The US 7th Fleet had earlier said only that the planned target range was "not clear of hazards" at the time, forcing the two Harrier jets to dump their ordnance within the Great Barrier Reef Marine Park off Queensland state.
But Commander William Marks revealed Monday that the crews had made the decision, which has been criticised by environmentalists, because civilian vessels were detected inside the drop range.
"The approved area where they could do some of this live training with these 500-pound bombs, it was not safe to drop the bombs," he told the Australian Broadcasting Corporation.
"There were civilian boats right below them."
The joint Australia-US training which began on July 15 involves 28,000 troops and Marks was unable to say how civilian vessels had strayed into the Shoalwater Bay military training area.
"I don't have any more information about what they were doing and why they were there," Marks said.
"But it's part of our procedures just to do that safety check and if we do see that, then for safety reasons we do not drop any ordnance."
Officials on Sunday said the fighter jets had conducted an "emergency jettison" of two BDU 45s, which are inert ordnance, and two GBU 12s, which were dropped in an unarmed state on the iconic reef's marine park on July 16.
The two AV-8B Harrier planes had intended to drop the bombs on a range on a nearby island but were unsuccessful despite several attempts.

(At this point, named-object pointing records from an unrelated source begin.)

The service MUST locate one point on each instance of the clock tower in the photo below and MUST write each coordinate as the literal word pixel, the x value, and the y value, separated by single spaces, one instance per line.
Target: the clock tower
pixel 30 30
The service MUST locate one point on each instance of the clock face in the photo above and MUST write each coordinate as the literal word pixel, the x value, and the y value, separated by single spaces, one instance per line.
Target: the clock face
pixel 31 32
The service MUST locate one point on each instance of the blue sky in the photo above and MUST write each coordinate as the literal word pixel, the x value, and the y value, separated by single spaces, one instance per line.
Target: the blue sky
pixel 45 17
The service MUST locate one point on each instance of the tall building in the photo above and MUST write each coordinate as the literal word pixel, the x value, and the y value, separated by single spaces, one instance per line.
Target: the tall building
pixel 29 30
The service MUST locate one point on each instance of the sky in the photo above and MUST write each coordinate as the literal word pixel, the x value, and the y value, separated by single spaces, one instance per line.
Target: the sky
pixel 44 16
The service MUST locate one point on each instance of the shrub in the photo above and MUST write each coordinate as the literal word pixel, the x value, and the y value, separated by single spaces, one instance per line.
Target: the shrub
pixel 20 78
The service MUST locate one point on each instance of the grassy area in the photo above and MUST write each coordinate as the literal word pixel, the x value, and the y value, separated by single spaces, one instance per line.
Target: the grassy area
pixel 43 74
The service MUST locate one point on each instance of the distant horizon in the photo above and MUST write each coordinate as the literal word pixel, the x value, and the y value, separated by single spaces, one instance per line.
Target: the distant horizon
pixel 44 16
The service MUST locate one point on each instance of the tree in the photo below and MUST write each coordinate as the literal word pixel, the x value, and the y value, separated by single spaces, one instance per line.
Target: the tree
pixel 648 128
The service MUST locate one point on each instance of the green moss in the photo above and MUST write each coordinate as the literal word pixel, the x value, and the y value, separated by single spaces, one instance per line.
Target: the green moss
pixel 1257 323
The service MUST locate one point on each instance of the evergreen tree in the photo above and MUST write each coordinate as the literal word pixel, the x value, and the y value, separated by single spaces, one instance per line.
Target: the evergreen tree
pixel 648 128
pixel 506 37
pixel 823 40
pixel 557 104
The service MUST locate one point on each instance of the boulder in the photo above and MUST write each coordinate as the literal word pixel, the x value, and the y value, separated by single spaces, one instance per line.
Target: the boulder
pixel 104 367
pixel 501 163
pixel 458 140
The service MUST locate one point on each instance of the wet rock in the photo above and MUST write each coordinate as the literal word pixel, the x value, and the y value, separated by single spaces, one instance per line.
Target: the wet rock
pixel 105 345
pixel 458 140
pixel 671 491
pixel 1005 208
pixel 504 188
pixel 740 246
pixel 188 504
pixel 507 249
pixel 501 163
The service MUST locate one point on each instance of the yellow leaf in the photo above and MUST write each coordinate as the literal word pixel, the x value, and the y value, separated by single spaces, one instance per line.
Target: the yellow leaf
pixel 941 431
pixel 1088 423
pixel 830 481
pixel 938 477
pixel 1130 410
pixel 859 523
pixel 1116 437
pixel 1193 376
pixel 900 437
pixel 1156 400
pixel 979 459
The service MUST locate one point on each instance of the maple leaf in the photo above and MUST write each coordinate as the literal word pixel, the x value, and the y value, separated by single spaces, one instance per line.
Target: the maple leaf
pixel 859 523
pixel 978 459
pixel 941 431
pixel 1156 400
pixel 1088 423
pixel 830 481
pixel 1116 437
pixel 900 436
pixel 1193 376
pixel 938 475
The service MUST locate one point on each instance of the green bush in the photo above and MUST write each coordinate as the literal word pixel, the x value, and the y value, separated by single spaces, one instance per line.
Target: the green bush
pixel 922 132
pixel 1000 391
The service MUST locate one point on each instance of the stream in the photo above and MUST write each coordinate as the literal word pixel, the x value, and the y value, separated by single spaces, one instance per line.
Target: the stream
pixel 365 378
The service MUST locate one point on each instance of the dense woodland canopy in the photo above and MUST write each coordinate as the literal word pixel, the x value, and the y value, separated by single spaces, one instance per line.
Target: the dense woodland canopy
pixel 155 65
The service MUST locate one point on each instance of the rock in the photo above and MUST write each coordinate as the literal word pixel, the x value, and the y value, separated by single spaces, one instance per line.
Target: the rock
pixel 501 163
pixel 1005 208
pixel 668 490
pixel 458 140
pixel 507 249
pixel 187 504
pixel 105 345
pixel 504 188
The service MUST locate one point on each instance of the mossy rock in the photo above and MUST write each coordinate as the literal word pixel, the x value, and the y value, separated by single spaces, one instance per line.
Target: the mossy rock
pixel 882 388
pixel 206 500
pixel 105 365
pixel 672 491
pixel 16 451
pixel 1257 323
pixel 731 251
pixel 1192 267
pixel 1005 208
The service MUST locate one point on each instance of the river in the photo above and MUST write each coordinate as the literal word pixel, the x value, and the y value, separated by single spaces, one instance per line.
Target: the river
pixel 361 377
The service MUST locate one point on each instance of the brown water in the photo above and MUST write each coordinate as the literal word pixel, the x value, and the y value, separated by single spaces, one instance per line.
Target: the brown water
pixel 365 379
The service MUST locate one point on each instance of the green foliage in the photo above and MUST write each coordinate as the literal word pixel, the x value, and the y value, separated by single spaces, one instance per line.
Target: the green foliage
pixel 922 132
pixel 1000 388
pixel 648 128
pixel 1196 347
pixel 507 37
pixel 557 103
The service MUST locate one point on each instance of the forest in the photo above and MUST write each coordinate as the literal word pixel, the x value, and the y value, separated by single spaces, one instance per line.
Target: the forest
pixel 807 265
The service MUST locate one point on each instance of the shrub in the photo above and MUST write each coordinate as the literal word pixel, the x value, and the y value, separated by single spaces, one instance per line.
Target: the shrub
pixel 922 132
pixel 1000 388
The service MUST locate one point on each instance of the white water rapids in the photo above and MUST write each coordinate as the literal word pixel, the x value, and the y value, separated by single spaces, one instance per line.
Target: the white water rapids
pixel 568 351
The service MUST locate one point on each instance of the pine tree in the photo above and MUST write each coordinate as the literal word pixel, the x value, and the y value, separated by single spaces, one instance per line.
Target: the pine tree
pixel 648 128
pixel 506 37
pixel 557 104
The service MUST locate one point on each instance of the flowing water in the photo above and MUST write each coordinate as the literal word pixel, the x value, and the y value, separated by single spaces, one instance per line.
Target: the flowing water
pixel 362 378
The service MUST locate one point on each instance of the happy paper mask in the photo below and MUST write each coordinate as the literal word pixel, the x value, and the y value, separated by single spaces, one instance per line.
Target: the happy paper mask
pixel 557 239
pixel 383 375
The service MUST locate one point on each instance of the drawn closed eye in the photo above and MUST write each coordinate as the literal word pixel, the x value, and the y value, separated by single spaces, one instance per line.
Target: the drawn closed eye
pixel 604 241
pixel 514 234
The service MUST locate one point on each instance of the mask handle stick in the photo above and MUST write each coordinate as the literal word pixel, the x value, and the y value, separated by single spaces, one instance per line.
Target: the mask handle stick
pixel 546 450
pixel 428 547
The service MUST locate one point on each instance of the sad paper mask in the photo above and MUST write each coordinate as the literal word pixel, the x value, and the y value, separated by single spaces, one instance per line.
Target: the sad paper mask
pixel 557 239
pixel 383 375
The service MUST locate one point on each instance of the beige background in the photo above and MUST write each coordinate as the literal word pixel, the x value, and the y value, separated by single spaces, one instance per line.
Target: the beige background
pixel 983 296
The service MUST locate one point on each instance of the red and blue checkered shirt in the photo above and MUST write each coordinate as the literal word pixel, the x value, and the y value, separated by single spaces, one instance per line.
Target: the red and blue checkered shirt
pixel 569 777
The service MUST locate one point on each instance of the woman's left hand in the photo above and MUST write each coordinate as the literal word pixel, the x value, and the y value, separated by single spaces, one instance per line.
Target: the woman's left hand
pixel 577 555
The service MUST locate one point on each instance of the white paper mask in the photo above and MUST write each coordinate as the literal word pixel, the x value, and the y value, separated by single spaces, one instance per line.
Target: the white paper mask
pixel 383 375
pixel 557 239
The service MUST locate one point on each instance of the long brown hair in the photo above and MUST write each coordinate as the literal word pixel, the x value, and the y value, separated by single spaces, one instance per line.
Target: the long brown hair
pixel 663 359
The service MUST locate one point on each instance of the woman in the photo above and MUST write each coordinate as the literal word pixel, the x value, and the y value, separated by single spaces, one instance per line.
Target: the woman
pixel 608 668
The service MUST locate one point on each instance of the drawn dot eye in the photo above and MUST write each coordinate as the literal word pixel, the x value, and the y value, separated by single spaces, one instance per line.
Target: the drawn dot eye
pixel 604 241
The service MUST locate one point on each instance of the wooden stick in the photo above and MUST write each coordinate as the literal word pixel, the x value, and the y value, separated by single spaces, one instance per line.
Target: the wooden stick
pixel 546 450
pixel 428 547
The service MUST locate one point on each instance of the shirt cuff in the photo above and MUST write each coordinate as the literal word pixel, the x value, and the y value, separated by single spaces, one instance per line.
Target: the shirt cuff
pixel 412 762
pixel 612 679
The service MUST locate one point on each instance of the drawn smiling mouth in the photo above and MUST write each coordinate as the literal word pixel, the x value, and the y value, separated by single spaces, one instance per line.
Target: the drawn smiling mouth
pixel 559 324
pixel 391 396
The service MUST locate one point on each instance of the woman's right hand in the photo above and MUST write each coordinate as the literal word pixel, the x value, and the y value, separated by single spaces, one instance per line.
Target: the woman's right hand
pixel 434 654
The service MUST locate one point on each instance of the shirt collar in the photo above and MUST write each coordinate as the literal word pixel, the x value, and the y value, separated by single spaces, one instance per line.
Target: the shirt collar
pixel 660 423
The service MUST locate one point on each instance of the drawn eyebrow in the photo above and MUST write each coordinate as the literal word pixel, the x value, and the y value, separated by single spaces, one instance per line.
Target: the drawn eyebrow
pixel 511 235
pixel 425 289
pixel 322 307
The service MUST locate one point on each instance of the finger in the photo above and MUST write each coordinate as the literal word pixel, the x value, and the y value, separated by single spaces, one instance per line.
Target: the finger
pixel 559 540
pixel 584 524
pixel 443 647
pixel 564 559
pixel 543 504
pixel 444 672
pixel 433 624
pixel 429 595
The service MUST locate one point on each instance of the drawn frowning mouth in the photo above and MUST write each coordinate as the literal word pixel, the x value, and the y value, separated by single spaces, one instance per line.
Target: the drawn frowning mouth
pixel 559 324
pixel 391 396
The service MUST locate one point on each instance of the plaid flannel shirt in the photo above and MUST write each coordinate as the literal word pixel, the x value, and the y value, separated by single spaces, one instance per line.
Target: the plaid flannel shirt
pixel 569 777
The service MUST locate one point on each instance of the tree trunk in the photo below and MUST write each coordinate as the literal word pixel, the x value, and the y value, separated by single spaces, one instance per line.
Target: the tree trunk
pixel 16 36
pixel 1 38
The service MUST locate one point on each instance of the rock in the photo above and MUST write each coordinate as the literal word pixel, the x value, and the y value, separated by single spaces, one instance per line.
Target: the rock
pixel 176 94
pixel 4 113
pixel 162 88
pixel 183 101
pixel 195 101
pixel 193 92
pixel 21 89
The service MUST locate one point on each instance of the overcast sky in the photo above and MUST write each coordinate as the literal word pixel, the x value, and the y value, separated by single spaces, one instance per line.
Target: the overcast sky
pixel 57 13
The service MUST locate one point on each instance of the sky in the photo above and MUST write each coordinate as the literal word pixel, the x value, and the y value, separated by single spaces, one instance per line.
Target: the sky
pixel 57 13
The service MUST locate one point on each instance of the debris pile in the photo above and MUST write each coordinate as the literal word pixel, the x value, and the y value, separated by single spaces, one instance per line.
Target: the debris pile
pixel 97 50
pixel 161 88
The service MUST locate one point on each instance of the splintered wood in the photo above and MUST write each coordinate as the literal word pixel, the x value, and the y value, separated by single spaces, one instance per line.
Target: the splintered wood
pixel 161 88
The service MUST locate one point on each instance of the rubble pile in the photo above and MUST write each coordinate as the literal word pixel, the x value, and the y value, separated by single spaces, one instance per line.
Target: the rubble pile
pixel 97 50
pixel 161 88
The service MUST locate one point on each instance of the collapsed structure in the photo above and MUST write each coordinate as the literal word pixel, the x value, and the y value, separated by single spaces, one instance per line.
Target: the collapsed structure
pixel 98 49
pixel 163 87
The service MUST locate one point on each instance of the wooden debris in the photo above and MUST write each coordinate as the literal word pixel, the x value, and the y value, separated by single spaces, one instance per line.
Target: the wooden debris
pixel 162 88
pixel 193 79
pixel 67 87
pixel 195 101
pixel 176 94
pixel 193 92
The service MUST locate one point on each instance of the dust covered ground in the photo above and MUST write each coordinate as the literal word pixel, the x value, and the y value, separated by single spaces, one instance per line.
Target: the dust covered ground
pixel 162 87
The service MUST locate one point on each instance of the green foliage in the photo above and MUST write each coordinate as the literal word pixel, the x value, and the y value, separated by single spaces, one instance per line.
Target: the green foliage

Running low on fuel, and unable to land carrying such a large load, they decided to jettison the bombs.
"Their priority was to get to a place which would create the least impact, which we believe we did -- dropping them in between 50 and 60 metres of water in a place where it is not a hazard to shipping and not a hazard to navigation," Marks said.
The drop was coordinated with Australian authorities, he said, adding that the environment was a priority for the US military.
The Great Barrier Reef Marine Park Authority, which will work with the defence department to recover the bombs, said they were considered low risk and about 30 kilometres from the nearest reef.
But the Queensland Greens Sunday described the incident as outrageous.
"Is this how we look after our World Heritage area now? Letting a foreign power drop bombs on it?" asked Senator Larissa Waters.